Showing posts with label daddy. Show all posts
Showing posts with label daddy. Show all posts

Sunday, April 15, 2007

Daddy and the Times


Overheard in a diner on a Sunday morning. "The magazine section is missing."

My thought: "Didn't your father teach you how to count your sections before buying the Sunday Times?"

When I was a kid, my dad would go out, late, every Saturday night to pick up the early edition of the Sunday New York Times. As teenagers, my siblings or I would sometimes go along for the ride. That is where we learned the important lesson of how to check the sections.

The Sunday New York Times has a huge number of sections and the true connoisseur, at the very least, glances at them all. Therefore you must make certain that you get all of the sections at the point of purchase. That, and why pay for missing sections, even if you don't read them?

So, we learned to count the sections, in our heads. The ritual requires being able to keep track of the section numbers as they appear even though they are out of sequence in the pack.
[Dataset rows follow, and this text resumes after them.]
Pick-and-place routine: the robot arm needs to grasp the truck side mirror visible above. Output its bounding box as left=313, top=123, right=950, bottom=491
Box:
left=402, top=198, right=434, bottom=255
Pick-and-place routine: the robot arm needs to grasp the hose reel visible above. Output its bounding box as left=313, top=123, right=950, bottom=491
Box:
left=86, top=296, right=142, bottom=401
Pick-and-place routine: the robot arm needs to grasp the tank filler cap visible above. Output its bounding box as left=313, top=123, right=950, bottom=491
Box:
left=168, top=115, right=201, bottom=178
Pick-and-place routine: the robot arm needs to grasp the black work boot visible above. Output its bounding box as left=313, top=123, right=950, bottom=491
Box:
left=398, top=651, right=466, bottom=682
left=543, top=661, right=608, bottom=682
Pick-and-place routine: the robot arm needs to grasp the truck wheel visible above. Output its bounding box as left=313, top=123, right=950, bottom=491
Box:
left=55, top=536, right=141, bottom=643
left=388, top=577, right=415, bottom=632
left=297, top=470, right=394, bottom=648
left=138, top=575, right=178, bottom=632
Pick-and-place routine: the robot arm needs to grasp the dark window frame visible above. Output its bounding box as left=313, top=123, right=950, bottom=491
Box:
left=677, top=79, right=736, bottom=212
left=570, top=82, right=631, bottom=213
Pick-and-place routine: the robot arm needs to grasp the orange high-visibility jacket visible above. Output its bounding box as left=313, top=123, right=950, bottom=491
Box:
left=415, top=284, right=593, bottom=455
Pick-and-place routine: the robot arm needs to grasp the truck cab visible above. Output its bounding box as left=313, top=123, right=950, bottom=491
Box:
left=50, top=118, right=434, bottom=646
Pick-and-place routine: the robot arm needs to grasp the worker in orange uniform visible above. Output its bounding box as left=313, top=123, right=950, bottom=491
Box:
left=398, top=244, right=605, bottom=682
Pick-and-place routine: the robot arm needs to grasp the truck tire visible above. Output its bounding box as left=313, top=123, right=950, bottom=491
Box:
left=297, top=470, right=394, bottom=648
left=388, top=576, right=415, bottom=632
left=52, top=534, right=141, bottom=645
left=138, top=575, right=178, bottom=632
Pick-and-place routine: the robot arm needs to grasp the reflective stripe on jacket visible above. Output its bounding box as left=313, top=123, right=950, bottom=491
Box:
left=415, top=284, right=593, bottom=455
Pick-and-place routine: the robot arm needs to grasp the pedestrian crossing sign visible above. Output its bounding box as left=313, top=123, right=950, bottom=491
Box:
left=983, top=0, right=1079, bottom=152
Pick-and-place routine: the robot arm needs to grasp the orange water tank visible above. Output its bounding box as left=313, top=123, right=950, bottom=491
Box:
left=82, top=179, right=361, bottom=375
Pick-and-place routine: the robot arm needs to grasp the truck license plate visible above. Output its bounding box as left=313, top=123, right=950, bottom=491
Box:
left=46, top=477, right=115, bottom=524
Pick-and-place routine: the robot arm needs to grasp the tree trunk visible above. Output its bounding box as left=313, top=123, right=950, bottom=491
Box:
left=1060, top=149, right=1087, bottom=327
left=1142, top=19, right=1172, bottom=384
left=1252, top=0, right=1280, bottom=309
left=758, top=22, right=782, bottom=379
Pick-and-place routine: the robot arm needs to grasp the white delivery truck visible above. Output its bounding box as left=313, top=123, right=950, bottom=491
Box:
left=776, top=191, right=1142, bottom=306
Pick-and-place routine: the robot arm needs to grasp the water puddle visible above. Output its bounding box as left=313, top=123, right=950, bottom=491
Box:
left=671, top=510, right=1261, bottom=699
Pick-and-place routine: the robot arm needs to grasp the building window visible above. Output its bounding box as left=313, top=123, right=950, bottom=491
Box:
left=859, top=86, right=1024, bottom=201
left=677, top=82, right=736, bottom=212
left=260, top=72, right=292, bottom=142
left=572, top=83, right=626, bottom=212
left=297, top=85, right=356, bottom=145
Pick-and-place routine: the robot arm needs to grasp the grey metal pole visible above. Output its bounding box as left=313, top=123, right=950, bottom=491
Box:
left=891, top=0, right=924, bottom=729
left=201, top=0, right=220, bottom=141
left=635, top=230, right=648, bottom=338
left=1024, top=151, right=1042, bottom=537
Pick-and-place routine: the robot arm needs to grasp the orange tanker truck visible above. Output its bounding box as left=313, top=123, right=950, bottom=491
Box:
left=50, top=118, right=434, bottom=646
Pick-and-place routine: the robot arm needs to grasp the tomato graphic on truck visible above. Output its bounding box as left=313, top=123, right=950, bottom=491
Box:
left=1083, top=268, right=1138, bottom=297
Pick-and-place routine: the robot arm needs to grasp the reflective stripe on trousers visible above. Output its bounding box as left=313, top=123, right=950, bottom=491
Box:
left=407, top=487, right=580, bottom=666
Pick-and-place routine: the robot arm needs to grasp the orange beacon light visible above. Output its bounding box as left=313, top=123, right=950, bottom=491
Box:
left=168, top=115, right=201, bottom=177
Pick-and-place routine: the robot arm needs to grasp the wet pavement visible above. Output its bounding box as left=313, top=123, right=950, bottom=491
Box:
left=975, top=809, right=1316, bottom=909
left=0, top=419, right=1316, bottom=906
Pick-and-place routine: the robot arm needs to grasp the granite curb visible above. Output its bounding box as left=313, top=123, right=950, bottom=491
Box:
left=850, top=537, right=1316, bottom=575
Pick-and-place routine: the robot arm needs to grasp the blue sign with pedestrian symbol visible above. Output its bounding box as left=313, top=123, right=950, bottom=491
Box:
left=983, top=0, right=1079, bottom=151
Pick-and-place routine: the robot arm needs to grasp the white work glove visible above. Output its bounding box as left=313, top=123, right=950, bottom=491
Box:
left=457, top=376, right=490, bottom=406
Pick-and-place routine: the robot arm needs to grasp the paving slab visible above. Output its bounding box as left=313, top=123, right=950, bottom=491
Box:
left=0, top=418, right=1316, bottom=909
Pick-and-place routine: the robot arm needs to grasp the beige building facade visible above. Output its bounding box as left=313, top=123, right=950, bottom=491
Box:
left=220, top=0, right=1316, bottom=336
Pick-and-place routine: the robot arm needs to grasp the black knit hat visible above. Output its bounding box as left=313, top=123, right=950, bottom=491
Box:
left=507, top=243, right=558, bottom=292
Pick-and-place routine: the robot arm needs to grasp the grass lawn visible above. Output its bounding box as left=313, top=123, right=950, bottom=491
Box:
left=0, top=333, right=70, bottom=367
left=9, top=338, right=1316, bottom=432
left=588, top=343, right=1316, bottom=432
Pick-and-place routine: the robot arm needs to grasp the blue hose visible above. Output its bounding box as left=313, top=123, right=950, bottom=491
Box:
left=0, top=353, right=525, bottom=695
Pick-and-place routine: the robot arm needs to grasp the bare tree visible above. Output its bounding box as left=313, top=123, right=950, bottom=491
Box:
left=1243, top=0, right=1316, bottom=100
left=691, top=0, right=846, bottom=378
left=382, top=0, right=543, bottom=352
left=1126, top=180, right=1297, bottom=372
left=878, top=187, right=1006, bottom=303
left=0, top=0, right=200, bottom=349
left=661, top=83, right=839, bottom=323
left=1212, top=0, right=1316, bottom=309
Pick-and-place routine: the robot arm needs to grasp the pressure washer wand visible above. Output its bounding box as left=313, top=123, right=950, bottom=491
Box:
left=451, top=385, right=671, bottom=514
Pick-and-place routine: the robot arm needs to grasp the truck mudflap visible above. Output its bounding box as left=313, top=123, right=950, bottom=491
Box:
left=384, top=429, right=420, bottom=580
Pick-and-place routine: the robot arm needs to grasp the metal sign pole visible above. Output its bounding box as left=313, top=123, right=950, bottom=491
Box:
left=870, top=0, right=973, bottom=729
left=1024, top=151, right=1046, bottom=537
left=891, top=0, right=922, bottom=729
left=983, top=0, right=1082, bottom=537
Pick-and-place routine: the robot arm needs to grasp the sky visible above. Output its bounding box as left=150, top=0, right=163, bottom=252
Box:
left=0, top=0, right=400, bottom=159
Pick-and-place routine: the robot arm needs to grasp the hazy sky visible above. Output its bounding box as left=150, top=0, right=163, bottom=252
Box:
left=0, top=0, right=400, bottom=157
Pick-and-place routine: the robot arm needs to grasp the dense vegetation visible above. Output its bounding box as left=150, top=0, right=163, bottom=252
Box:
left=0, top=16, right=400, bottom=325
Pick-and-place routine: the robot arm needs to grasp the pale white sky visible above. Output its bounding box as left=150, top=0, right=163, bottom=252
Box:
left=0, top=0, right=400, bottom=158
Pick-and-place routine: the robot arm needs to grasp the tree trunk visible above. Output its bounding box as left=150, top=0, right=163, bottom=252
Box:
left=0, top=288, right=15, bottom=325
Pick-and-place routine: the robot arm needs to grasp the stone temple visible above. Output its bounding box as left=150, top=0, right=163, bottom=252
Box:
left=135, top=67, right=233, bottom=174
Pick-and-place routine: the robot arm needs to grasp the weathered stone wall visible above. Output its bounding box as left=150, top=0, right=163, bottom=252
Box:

You start, by looking at the top section (not always the main, or "1") and quickly flipping through them all, keeping a verbal or mental count. "3, 4, 8, 10," then "1, 3, 4, magazine (6), 8, 9, 10, 11" then "1, 2, 3, 4, damn where's the travel section?, magazine, book review, 8, 9, 10, 11, oh, there it is! Done. (During the holiday season there are more sections and specials are periodically added as needed.)

Then we went home, the child in question made tea for daddy and we settled in for the night as daddy started in on the puzzle.

Sadly, we no longer perform the ritual as we get the paper delivered. And so another skill is lost to the next generation.

Who would think that a simple overheard comment could turn in to a trip down memory lane?